The four over-ripe persimmons sitting on the counter top needed to be used– their pureed pulp would bring natural sweetness and moisture to classic cornbread that is often dry and crumbly. Plus, the addition of fruits and fruit juices to recipes that use gluten free flour helps improve the texture and flavor of the finished product. Gluten free persimmon cornbread muffins? Sounded like a great idea to me!
Persimmons get less attention than they deserve and can only be found during the few fall months. They are traditionally baked into a creamy pudding dessert, but are great when used fresh in salads or cooked into baked goods. They are a great source of fiber, vitamin C, beta carotene, potassium, magnesium and calcium.
These muffins would make a great addition to the Thanksgiving table, or with turkey chili made with leftovers from the feast. They have a hint of spice to them from the fresh ginger and a mellow and naturally sweet flavor that would be great for breakfast or brunch too!
Adapted from original found at epicurious.com
- 1 cup gluten free baking flour (I prefer King Arthur or Pamela's gluten free flour mixes)

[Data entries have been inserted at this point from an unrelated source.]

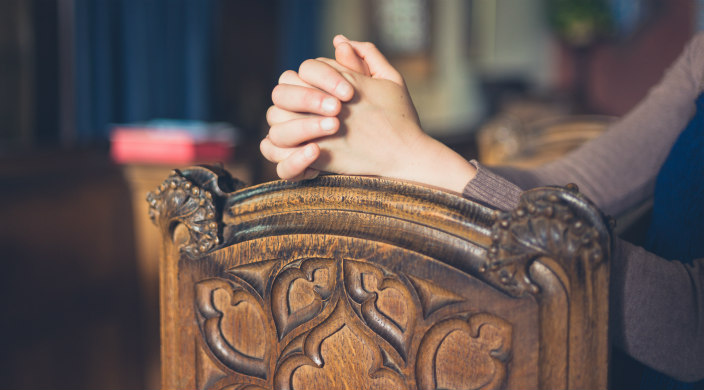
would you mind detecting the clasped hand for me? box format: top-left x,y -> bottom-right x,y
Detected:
260,35 -> 476,194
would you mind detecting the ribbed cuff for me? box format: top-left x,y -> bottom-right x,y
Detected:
462,160 -> 523,211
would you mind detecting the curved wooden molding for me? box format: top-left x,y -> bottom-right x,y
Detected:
153,168 -> 611,390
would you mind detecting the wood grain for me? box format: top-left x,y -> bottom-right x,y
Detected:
149,167 -> 611,389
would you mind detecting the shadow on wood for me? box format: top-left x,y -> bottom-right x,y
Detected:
148,166 -> 611,390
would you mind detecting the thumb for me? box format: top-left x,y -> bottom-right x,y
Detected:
334,40 -> 370,76
334,35 -> 404,86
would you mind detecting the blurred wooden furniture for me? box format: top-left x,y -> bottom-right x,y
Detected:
123,162 -> 252,389
148,166 -> 612,390
477,110 -> 651,236
478,113 -> 615,169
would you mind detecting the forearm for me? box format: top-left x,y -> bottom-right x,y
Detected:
387,133 -> 476,194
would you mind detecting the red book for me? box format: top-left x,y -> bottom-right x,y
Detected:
110,120 -> 239,164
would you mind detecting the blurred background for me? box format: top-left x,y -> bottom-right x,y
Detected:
0,0 -> 699,388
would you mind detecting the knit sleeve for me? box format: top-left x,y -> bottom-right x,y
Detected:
610,241 -> 704,382
485,32 -> 704,218
461,160 -> 522,211
462,161 -> 704,382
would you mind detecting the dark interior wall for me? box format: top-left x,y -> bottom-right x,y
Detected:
212,0 -> 281,183
0,151 -> 143,389
0,0 -> 32,146
0,2 -> 283,388
213,0 -> 280,138
31,0 -> 60,145
0,0 -> 61,147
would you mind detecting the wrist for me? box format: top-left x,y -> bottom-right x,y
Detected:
387,131 -> 477,194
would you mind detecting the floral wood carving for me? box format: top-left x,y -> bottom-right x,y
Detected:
482,184 -> 608,297
195,278 -> 272,379
194,257 -> 514,390
416,314 -> 512,390
147,167 -> 244,259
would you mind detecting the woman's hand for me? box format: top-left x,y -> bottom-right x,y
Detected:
262,35 -> 401,180
261,36 -> 476,193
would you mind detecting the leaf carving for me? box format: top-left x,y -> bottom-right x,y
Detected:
148,167 -> 245,259
270,259 -> 336,340
273,301 -> 407,390
227,259 -> 282,300
406,274 -> 464,318
220,385 -> 268,390
344,260 -> 418,362
416,313 -> 512,390
196,256 -> 517,389
195,279 -> 271,379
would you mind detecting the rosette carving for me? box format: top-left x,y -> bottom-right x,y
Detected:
482,184 -> 608,297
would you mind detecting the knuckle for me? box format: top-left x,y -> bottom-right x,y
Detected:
265,105 -> 277,124
271,84 -> 284,103
276,163 -> 293,180
338,71 -> 355,85
301,88 -> 323,109
297,119 -> 316,140
259,138 -> 274,160
266,125 -> 280,144
298,59 -> 317,75
309,118 -> 323,135
278,70 -> 298,84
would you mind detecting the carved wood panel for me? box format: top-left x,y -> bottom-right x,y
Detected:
192,256 -> 514,390
150,168 -> 610,390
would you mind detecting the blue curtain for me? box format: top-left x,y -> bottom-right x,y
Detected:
277,0 -> 321,75
74,0 -> 214,142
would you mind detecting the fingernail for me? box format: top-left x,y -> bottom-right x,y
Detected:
335,83 -> 352,99
304,144 -> 316,159
338,34 -> 349,41
322,97 -> 338,113
320,117 -> 336,132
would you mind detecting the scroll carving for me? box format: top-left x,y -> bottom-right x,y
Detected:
482,184 -> 607,297
194,257 -> 514,389
147,167 -> 245,259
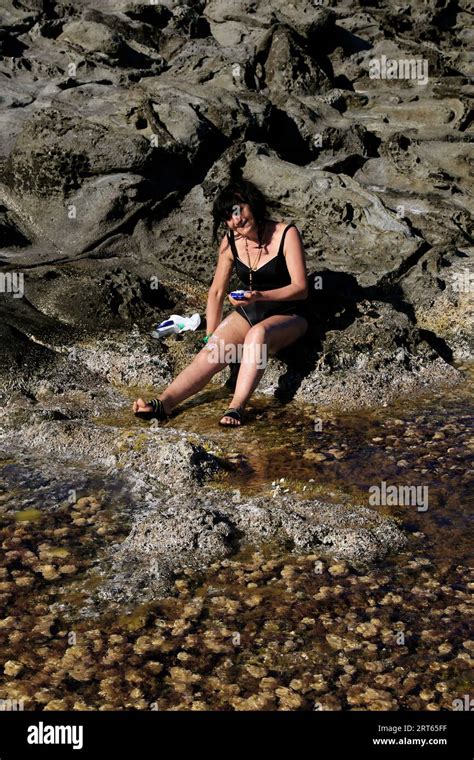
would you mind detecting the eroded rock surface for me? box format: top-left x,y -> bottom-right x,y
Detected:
0,0 -> 471,408
0,1 -> 471,601
0,407 -> 406,604
100,489 -> 406,603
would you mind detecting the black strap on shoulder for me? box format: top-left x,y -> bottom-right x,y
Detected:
227,229 -> 238,259
279,223 -> 296,255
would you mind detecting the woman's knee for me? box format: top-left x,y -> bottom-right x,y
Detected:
244,323 -> 268,345
240,326 -> 269,367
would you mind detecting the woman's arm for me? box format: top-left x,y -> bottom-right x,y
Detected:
205,235 -> 234,334
257,225 -> 308,302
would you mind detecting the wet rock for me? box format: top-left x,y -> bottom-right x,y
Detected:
38,564 -> 60,581
4,660 -> 23,677
328,562 -> 349,577
1,417 -> 225,493
98,487 -> 406,604
101,503 -> 236,602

- 1 cup coarse cornmeal (make sure it is processed in a gluten free facility)
- 3/4 tsp salt
- 1 ½ cup persimmon pulp, pureed until smooth
- 1 tsp baking soda
- 1/2 cup granulated sugar
- 1/2 cup vegetable oil
- 2 large eggs
- 2 tsp ground cinnamon
- 1/2 tsp fresh ground nutmeg
- 1 tbsp grated fresh ginger
- 1/3 cup water
- Preheat the oven to 350 degrees. Grease 12 muffin cups and place liners in each. In a large mixing bowl combine the flour, cornmeal and salt. In a separate small bowl, whisk together persimmon pulp and baking soda until it begins to thicken. Add the sugar, oil, eggs, spices, and fresh ginger to the persimmon mixture and whisk to combine. Add the wet ingredients to the dry ingredients and use a large spoon or spatula to fold together - don’t over-mix or the bread will be tough and chewy. Spoon the batter into the muffin cups, filling to just 1/4 inch below the rim. Bake for 15-18 minutes or until a knife inserted in the bread comes out clean. Cool for at least 15 minutes before tipping it out of the pan. Serve warm with good quality butter or marmalade for breakfast or a big bowl of chili for a hearty dinner.
- Give thanks, be thankful and enjoy the good food. Happy Thanksgiving!